Hi there!
I'm an interactive developer at the Guardian and I'm interested in looking at
train delays on a service level. To that end, I've been looking for a
comprehensive historical list of train delays over the last year, and was told
that the historical delay attribution data published on Network Rail's website
(
http://www.networkrail.co.uk/transparency/datasets/) might be what I'm looking
for.
I apologise in advance for the length of this post, it grew quite quickly! The
TL;DR version is: I'm looking for any advice that might help me understand the
data, or indeed any suggestions as to where I might find a comprehensive list
of train delays.
Here goes!
There is an "Explanation of historic delay attribution" document available
which doesn't really help much, but here is my interpretation of what the some
of the fields mean:
- "Incident Number": An incident ID
- "Incident Reason": What caused the incident
- "Train ID - Affected": The late train's ID
- "Train ID - React": The train that directly caused "Train ID - Affected" to
be late
- "Train ID - Resp": The train that caused the initial delay which set off a
chain of delays
- "Incident Start Datetime": Incident start, I'd expected this to match the
time at which the original delay in the chain happened, but it doesn't.
- "Incident End Datetime": Incident end, I'd expected this to match the time
when the last train in the chain was delayed, but it doesn't.
- "Planned Origin WTT Datetime - Affected": The train's timetabled departure
time from origin
- "Planned Dest WTT Datetime - Affected": The train's timetabled arrival time
at destination
- "Event Datetime": When the delay occurred
- "Reactionary Reason Code": The reason the train was delay
- "Performance Event Code": Whether the train was delayed or cancelled
(actually well explained in the doc)
- "Planned Origin Location Code - Affected": The train's origin STANOX
- "Planned Dest Location Code - Affected": The train's destination STANOX
- "Start Stanox"/"End Stanox": The delay happened between these two STANOXs
- "PfPI Minutes": The number of minutes the train was delayed
In the hope that it would help, I built a tool to visual the data, from which
I've included a few links below and an explanation of what the tool shows
(sorry its not very user friendly!)
============
What the visualisation tool shows:
NOTE: All field names come from the historical delay attribution data.
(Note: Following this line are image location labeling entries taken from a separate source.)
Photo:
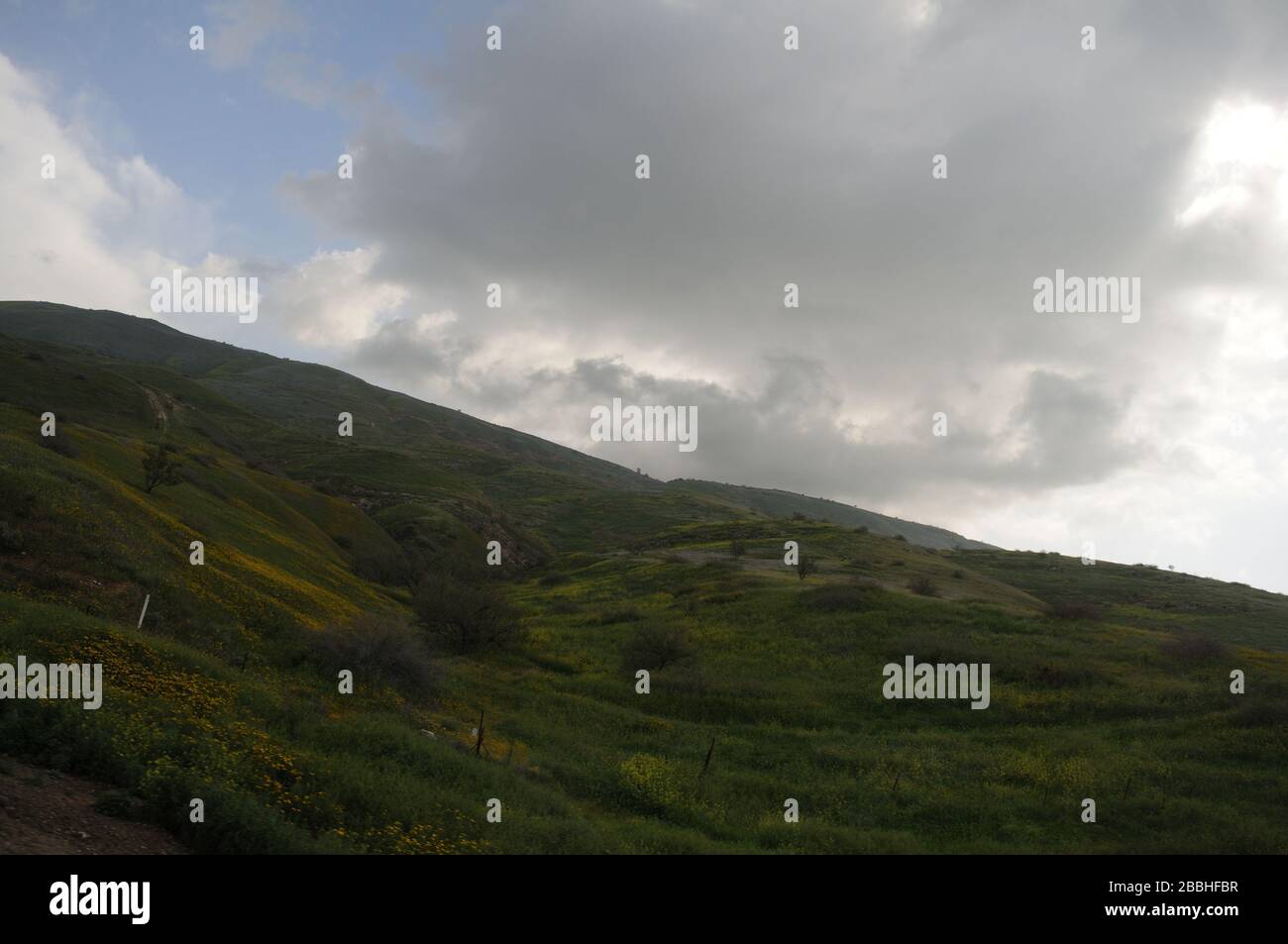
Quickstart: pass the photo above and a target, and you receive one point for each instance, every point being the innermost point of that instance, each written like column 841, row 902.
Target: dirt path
column 48, row 813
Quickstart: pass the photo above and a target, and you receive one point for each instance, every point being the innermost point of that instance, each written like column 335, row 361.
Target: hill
column 1109, row 682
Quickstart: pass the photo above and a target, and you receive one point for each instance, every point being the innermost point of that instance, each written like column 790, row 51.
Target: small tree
column 655, row 646
column 468, row 614
column 160, row 468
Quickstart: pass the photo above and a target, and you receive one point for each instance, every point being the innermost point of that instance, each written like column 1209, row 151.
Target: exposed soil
column 50, row 813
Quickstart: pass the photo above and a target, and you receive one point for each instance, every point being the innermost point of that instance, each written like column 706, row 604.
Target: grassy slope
column 217, row 695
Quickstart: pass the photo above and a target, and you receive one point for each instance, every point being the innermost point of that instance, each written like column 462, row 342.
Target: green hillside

- 3 coloured blocks indicating train IDs, each unique ID is assigned a random
colour:
1) "Train ID - Affected"
2) "Train ID - React"
3) "Train ID - Resp"
- Grey background: time when the incident occurred, i.e. time between "Incident
Start Datetime" and "Incident End Datetime"
- Blue line: "Planned Origin WTT Datetime - Affected"
- Red line: "Planned Dest WTT Datetime - Affected"
- Black line: "Event Datetime"
- 7 text fields, which you can hover over to get the corresponding meaning:
1) "Reactionary Reason Code"
2) "Performance Event Code"
3) "Planned Origin Location Code - Affected"
4) "Start Stanox"
5) "End Stanox"
6) "Planned Dest Location Code - Affected"
7) "PfPI Minutes"
============
Going on the assumptions I outlined above, I've found a lot of cases where the
data shows things I wasn't expecting, mostly because I don't think I understand
what defines an "incident":
1) Why are there incidents with duplicate rows, i.e. seemingly the same delays,
where only a few values change. e.g. Below there is two of every delay, and
only the "Incident Reason" and "Responsible Manager" values seem to change.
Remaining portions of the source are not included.